# Dell 1320c Laserdrucker - schwarze Farbe bleibt nicht richtig haften!



## klaerchen (1. März 2012)

Hi!

Ich habe seit ein paar Wochen das Problem, daß mein Dell Laserdrucker die schwarze Toner-Farbe nicht mehr richtig auf das Papier bringt. Es erscheint immer z.B. eine doppelte Schrift bzw ein deutlicher Schatten. Das sieht echt vermurkst aus!
Bei der Farbe ist das nicht so. Ich dachte zuerst, daß die Toner-Kartusche zu Ende geht: die neue ist nicht besser! Anderes Papier: auch nix!

Dann habe ich einmal den Drucker zerlegt, und mir ist aufgefallen, daß die Heizrolle, oder wie man die nennt, schwarze Farbreste aufweißt - es wird nicht alles abgerollt.

Was kann ich da nun machen? Wäre echt schade im den Drucker...

Danke für Tips oder Lösungen!

Klärchen


----------



## rabe08 (1. März 2012)

Wieviel Ausdrucke hat der Drucker hinter sich? Es hört sich so an als wäre die Fixiereinheit (= Heizung, sollte gut 200 Grad machen) beschädigt oder ausgenudelt.


----------



## klaerchen (2. März 2012)

So gute 1500-1800 Seiten hat der Drucker schon hinter sich. Meinst Du, das ist die Grenze dieser Heizung? Was kann man da machen und warum nur schwarz? (andere Zusammensetzung?)


----------



## HCN (2. März 2012)

Benutzt du nur neue original Hersteller Toner?

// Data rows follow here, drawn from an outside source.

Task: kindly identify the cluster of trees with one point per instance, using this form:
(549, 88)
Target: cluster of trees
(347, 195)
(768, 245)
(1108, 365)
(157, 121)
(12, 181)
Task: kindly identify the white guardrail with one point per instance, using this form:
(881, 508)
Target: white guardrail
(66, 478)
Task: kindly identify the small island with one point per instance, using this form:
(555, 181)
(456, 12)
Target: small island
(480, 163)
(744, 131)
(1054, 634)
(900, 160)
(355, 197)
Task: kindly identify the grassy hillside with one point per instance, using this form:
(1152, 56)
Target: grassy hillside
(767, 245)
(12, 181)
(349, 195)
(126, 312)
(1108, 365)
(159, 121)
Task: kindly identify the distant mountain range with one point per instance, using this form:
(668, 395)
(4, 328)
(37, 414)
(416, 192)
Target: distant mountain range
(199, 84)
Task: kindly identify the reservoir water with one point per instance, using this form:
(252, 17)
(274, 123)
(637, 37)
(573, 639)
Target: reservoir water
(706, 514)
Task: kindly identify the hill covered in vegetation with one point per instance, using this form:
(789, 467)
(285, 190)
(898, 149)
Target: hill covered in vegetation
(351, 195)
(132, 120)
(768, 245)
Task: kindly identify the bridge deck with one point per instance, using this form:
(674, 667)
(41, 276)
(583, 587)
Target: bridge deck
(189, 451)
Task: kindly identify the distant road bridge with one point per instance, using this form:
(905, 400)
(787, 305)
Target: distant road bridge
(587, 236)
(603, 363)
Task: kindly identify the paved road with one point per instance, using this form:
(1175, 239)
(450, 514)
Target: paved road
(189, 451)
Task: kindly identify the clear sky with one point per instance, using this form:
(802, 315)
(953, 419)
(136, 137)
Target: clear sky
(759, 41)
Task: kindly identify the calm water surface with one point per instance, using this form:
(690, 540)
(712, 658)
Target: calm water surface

Oder etwa Rebuild / Refill / Noname TOner?

Bei den letzten dreien kann es unter Umständen zu Dreck, Streifen und anderen Artefakten kommen, weil diese TOner oft eine andere Zusammensetzung als das Herstellerpulver haben. Zb können Additive fehlen oder die Mengen  nicht 100 % übereinstimmen oder die Eigenschaften (Schmelzpunkt usw.)  stimmen nicht 100% überein.

In der Garantiezeit entfällt meist auch diese, wenn man keine Origninaltoner benutzt.

Wenn das der Fall ist kannst du nicht viel machen. Eine KOstenpflichti8ge Reparatur bzw einen Austausch der Bildtrommel lohnt sich oft ga nicht bei billig Druckern, da kommt ein neukauf fast günstiger.

Wenn das nicht der Fall ist hast du evtl noch sowas wie onsite Service Garantie? 

Manchmal kann ein reinigen Helfen, aber vorischt die Bildtrommel ist u. a. auch Lichtempfindlich und sollten irgendwelche Kratzer drau kommen, kannst du das Ding gleich in die Tonne treten.

200 Seiten sind für einen LD ansonsten noch gar nichts. Man beachte übrigens das die Lebensdauer viel st#rker sinkt wenn man nur einzelne Seiten druckt. Also statt 10x1 Seite zu drucjen, besser wenn es geht sammeln und 1 x10 Seitne Drucken. Häufige Lade / Entlade Wechsel sind der Tod für die Komponente und oft auhc für den Toner, weil viele Drucker sich dann öfter Kalibrieren = Toner verbrauchen.


----------



## klaerchen (2. März 2012)

Jetzt sind es Toner von einem Drittanbieter. Die Originalen sind so teuer, da kann man gleich einen neuen kaufen. Garantie ist noch drauf, aber einschicken dauert und ich brauche den. Ja, 2000 Seiten sind für solche Drucker wenig. 
Mit den originalen Toner hat er aber auch gesponnen. Saubergemacht habe schon alles was ging. Die Bildtrommel (so eine Folie, nich?) war und ist sauber.


----------



## HCN (2. März 2012)

Dann würde ich es mal mit Einschicken probieren.

Wenn du Glück hast merken die nichts davon das ein Drittanbieter Toner drin war. Ja die Origninalen sind teuer, aber oft gibt es z. B. nen Toner oder die Bildtrommel umsonst wenn man bei diesen Reward Programmen mit macht. Auf lange sicht gerechnet kommt es aber billiger toner nachzukaufen als immer nen neuen Drucker, wenn man keine noname ware verwendet (zumindest noch während der Garantiezeit).
Das ist halt Glückssache, ich hatte schon welche die gingen problemlos und andere Marken haben das Bild nach 1000 Seiten versaut, das ging dann auch nicht mehr weg.

Das es mit dem origninale Toner auch Probleme gibt ist aber seh selten.



> Saubergemacht habe schon alles was ging.



Naja ich würds einfach einschicken oder damit leben. Mehr kannst du nicht machen.


----------



## klaerchen (2. März 2012)

Erst einmal danke für die schnelle Hilfe und Hinweise. Werde jetzt schauen, wie ich weiter vorgehe.


----------